Durante muitos anos, por exemplo, os índices de diagnósticos de câncer colorretal foram mais altos entre os negros não hispânicos. No entanto, a pesquisa indica que esses índices aumentaram mais entre os brancos não hispânicos na década de 1990 e no início dos anos 2000, de acordo com Murphy. Atualmente, os dois grupos apresentam índices de câncer bastante semelhantes. Murphy afirmou que ainda não está claro se isso significa que os brancos estão agora sendo expostos a algo a que os negros estão expostos há muitos anos.
Também há disparidades geográficas no aumento do câncer, com os especialistas observando o surgimento de mais casos tanto em cidades grandes quanto em pequenas ao longo do Rio Mississippi, nos estados do Sudeste e nos Apalaches.
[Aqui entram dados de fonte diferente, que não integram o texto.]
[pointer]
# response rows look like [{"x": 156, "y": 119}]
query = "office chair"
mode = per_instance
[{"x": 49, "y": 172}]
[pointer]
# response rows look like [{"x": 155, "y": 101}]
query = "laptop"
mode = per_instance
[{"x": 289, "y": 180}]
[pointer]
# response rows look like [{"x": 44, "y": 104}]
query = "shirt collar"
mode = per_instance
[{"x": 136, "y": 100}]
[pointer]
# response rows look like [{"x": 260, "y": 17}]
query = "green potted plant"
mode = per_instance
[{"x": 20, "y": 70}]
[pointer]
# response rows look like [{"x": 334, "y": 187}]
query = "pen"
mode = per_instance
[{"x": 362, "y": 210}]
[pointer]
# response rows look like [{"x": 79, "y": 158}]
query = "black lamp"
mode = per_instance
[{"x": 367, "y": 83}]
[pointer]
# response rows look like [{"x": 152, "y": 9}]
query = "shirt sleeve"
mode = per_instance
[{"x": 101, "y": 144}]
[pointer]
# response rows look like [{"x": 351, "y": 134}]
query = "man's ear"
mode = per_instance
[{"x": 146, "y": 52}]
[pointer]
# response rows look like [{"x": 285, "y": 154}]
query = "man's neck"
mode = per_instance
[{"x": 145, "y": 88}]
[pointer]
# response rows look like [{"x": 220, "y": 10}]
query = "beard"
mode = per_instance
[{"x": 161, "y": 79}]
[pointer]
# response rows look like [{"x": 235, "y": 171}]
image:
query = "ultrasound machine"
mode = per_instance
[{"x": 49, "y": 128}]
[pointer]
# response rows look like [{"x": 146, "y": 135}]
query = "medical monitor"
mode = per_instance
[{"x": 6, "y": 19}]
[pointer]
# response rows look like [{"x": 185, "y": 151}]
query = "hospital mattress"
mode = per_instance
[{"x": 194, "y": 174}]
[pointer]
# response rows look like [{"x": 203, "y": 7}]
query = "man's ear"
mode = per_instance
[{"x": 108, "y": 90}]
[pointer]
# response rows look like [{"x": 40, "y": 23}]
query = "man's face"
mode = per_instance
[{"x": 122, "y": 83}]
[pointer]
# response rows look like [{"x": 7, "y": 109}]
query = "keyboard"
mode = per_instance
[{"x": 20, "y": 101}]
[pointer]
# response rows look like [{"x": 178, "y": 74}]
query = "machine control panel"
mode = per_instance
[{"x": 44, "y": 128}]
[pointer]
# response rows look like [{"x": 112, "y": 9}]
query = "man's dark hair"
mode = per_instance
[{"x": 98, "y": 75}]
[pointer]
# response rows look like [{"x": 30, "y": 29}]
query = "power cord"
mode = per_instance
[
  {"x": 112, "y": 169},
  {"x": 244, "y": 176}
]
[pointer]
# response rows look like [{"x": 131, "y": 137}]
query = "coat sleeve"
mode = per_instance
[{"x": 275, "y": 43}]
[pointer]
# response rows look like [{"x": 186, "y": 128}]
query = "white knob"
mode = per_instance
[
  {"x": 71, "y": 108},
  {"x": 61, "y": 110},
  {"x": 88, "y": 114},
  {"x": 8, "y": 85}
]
Essa tendência pode ser atribuída à exposição ocupacional a oligoelementos como arsênico, cromo e níquel, frequentemente usados na produção de carvão, em fábricas de produtos químicos e em outras indústrias nessas regiões. Os chamados produtos químicos eternos, como as substâncias per e polifluoroalquílicas, conhecidas como PFAS, já foram associados a outros tipos de câncer e podem estar contribuindo para o aumento do câncer colorretal precoce. “Não acho que exista uma única causa que explique tudo. É um conjunto de coisas”, disse Murphy.
Como identificar e reduzir seus riscos?
Depois que Peters foi diagnosticada e começou a fazer quimioterapia, radioterapia e cirurgia reconstrutiva, ela incentivou sua irmã e seu irmão mais novos a fazer o exame imediatamente, porque agora eles tinham um histórico familiar da doença.
A organização Coalizão do Câncer de Cólon desenvolveu um roteiro que pode ser usado para levantar questões sobre câncer de cólon e reto em conversas com parentes, o que pode ajudar a determinar se você deve fazer o exame preventivo de 10 a 15 anos antes da idade recomendada atualmente.
Se você não tem contato com seus familiares mais próximos ou não está ciente do histórico médico deles, é importante conhecer os sintomas do câncer colorretal, como dor abdominal sem explicação, alterações nas fezes e sangramento retal. Se tiver algum desses sintomas, converse com um médico e faça exames para descartar a possibilidade de câncer.
Depois da experiência de ter sido ignorada pelos médicos, Peters fundou uma organização chamada Be Seen (Seja visto) para promover a conscientização sobre os sintomas e incentivar as pessoas a fazer exames.
A colonoscopia continua sendo o padrão ouro para o rastreamento, pois permite que os médicos especialistas não apenas identifiquem a localização dos tumores, mas também os removam durante o mesmo procedimento. Atualmente, há várias opções de preparo intestinal disponíveis, incluindo laxantes líquidos, comprimidos e pós, que não são tão desconfortáveis quanto às opções oferecidas às gerações anteriores. “Garanto que passar por uma limpeza intestinal de um dia para se preparar para uma colonoscopia é muito melhor do que ter fezes saindo do estômago em um saco. Felizmente, isso foi temporário para mim, mas não é o caso para muita gente”, afirmou Peters.
Está disponível também um teste caseiro que pode detectar 92 por cento dos casos de câncer colorretal por meio do DNA nas fezes, embora seja menos sensível na detecção de pólipos pré-cancerosos e não possa ser utilizado para remover nenhuma massa, disse Cercek. Em um futuro não muito distante, será lançado um exame de sangue que pode ampliar ainda mais a adesão das pessoas ao teste.
Apesar da preocupante tendência de crescimento do câncer colorretal precoce, Murphy aponta para esse dado como uma razão para intervir ainda mais cedo. “Certamente, o que está ocorrendo agora vai ter impacto na saúde das gerações muitos anos à frente.”